Can you help me do this one? Thanks:
4. A 2.34 mol/L sodium hydroxide solution is reacted with 11.6 g of lead (II) sulphate powder. What volume of sodium hydroxide would react completely?
And one more question, would you multiply the answer by 4 since it is 4OH- for every PbSO4? Thanks.
PbSO4 + 2NaOH ==> Pb(OH)2 + Na2SO4 or
PbSO4 + 4NaOH ==> Na2Pb(OH)4 + Na2SO4
Equation 1 if the reaction stops at Pb(OH)2 or equation 2 if the Pb(OH)4^2- complex ion is formed.
11.6 g PbSO4/molar mass PbSO4 = ?? mols PbSO4.
Mols NaOH required = mols PbSO4 x 2 (or 4 depending upon which reaction you are working with) = mols NaOH.
L NaOH = mols NaOH/molarity NaOH.
I hope this helps.
Ok, so this is what I did:
Step #1:
11.6 g PbSO4/ 303.28 molar mass PbSO4 = 0.038 mols PbSO4
Step #2:
0.038 mols PbSO4 x 4 = 0.153
Step #3:
0.153 x (2/4)= 0.0765
ratio
Step #4:
0.0765 x (1/2.34)=0.033L
Would this be right?
Ok, so this is what I did:
Step #1:
11.6 g PbSO4/ 303.28 molar mass PbSO4 = 0.038 mols PbSO4 There are three significant figures in 11.6 g PbSO4; therefore, the answer should be carried out to at least one more place.

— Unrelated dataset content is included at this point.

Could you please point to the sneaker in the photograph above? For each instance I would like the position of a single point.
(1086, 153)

Your next answer checks so I think you kept that number in your calculator but just didn't type it into the answer.
Step #2:
0.038 mols PbSO4 x 4 = 0.153 This answer is ok BUT it is mislabeled. The 0.03825 mol is mol PbSO4. That times 4, then, is mol NaOH. That is
0.03825 mol PbSO4 x (4 mol NaOH/1 mol PbSO4) [from the equation]= 0.153 mol NaOH. Note how the units of mol PbSO4 cancel to leave the unit of mol NaOH (and that is the unit you want to proceed to the next step of liters NaOH).
Step #3:
0.153 x (2/4)= 0.0765
ratio I am confused as to why you want the ratio of the two equations unless the question is somehow related to the ratio. However, as originally stated, the ratio is not involved. You pick whichever reaction is involved and go with it. Step two changed from mols PbSO4 to mols NaOH and we need not make another change here.
Step #4:
0.0765 x (1/2.34)=0.033L
So this step is 0.153 mols NaOH x (1/2.34) = ?? liters NaOH.
Let me know if this isn't clear but if you repost be sure to explain exactly what you have trouble understanding.
Your calculation in Step #4 is correct, assuming that the molarity of the sodium hydroxide solution is 2.34 mol/L. So, based on your calculations, the volume of sodium hydroxide solution required to react completely with 11.6 g of lead (II) sulphate is approximately 0.033 L or 33 mL.
Regarding the second question about multiplying the answer by 4, it seems like you are referring to the stoichiometric ratio in the balanced chemical equation. If the reaction goes to completion according to Equation 2, then 4 moles of sodium hydroxide are required for each mole of lead(II) sulphate. However, in the calculation, you have already accounted for this by multiplying the molar quantity of lead(II) sulphate by 4 in Step #2. So, there's no need to multiply the final answer by 4.
Just follow the given calculation steps, and you should arrive at the correct answer. If you have any further questions or need clarification, feel free to ask.